Bazı işverenlerin, toplu sözleşmelerde -sendikanın istemeyişine rağmen- yüksek oranlı ücret zammı yapmasının nedeni de aynıdır.
Böylece toplumun çok önemli bir kesimi zamlardan ve enflasyondan etkilenmemekte ama buna karşı beş çeşit istenmeyen olgu doğmaktadır;
- Zamlardan beklenen etkilerin en önemlilerinden birisi olan “tüketim eğilimlerinin frenlenmesi” mümkün olamamaktadır.
- Büyük bir kesim enflasyondan yapay olarak korunduğu için enflasyonla mücadele dışında kalmaktadır.
- Enflasyondan gerçekten koruması gereken kesimler daha ezilmekte ve sosyal çöl olgusu derinleşmektedir.
- Enflasyondan olumlu etkilenen -ve zaten güçlü olan- kesim daha güçlenmekte ve bir enflasyon lobisi yaratılmaktadır.
- Ve nihayet fiyatlar genel düzeyini artıran bir Çığ Etkisi tetiklenmiş olmakta, hiperenflasyon ve sonra da stagflasyon için uygun koşullar yaratılmış olmaktadır.
Şu gerçeğin unutulmaması lazımdır: Temel mal ve hizmetlere yapılacak zamlar, bu mal ve hizmetleri kullanan ürünler piyasasında eğer eksik rekebet var ise yalnızca Çığ Etkisi yaratmaya yarar.
Ülkemizde, girişimciliğin devlet eliyle engellenmesi nedeniyle rekabet koşulları bir türlü gelişememektedir.
Taksi ve ekmek fiyatlarının belediyelerce belirlenmesi yetmiyormuş gibi, bu piyasalara yeni gireceklerin yine devlet marifetiyle sınırlanması, bu kesimlerde rekabeti yok etmiştir.
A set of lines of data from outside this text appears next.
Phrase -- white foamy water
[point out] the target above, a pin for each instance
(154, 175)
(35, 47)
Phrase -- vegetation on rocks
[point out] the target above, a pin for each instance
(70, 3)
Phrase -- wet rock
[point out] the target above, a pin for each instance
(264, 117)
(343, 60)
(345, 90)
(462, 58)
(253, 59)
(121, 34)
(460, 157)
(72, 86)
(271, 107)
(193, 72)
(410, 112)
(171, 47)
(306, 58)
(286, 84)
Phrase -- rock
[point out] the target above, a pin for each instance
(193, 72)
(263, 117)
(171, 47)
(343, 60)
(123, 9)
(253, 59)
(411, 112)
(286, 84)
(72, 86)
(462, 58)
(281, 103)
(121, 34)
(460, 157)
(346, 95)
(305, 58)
Rekabete son derece açık bu kesimde rekabetin zorla önlenmesi , bunun devlet eliyle yapılması ve de bunun serbest piyasa adına yapılması yalnızca bizim toplumumuza has bir (başkasına dilim varmıyor) acayipliktir.
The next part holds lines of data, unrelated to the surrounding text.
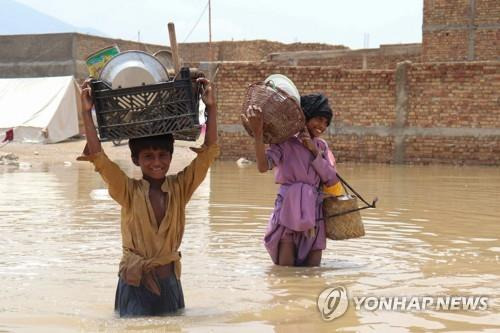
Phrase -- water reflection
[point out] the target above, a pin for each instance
(435, 232)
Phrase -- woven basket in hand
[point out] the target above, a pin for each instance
(341, 221)
(282, 114)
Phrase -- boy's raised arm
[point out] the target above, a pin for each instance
(93, 144)
(208, 98)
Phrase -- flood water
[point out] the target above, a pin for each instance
(435, 233)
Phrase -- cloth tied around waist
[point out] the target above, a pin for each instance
(298, 210)
(135, 269)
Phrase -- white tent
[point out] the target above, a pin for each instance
(39, 109)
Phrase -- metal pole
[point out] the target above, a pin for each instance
(173, 47)
(210, 53)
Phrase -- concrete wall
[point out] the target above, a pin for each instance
(36, 55)
(385, 57)
(418, 113)
(461, 30)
Girişimcilerin yapabileceği işlerin, girişimcilerden alınan vergilerle maaşları verilen kamu görevlilerince yapılmaya kalkışarak (ve de yapılmayarak) engellenmesi, ülkemize özgü bir kolektivizm türüdür (üniversiteler, MPM, TÜSSİDE, KOSGEB yalnız birkaç örnektir)..
Fiyat ve ücretlerin serbest oluşumu, serbest rekabet ekonomisinin bir ayağıdır, ama öbür ayağı da rekabettir.
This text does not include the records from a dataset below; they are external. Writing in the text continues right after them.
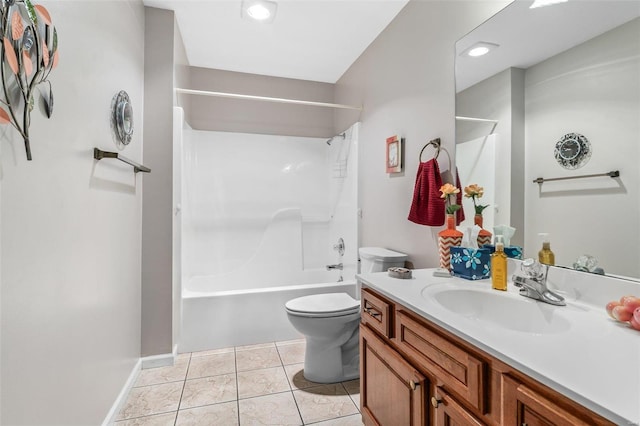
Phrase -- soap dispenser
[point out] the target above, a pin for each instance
(545, 255)
(499, 266)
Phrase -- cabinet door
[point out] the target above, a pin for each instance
(524, 406)
(449, 413)
(461, 372)
(392, 392)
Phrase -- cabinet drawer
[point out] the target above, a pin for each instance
(392, 392)
(449, 412)
(523, 405)
(456, 369)
(376, 313)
Eksik rekabet koşulları altında enflasyonla mücadele ise önce ücret ve fiyat oranlarının geçici süreyle sınırlanıp Çığ Etkisi’nin durdurulması, bu arada kazanılan zaman içinde ise süratle üretim ve girişimciliğin önündeki engellerin kaldırılmasıyla olur.
Ekonomik hayatın temel denklemlerini gözardı edip parasal levyeleri “kurcalıyarak” ancak daha yeni (ve daha güç çözülebilir) sorunlar yaratabilir ve sonunda tam bir kolektivist sisteme öylece varılabilir.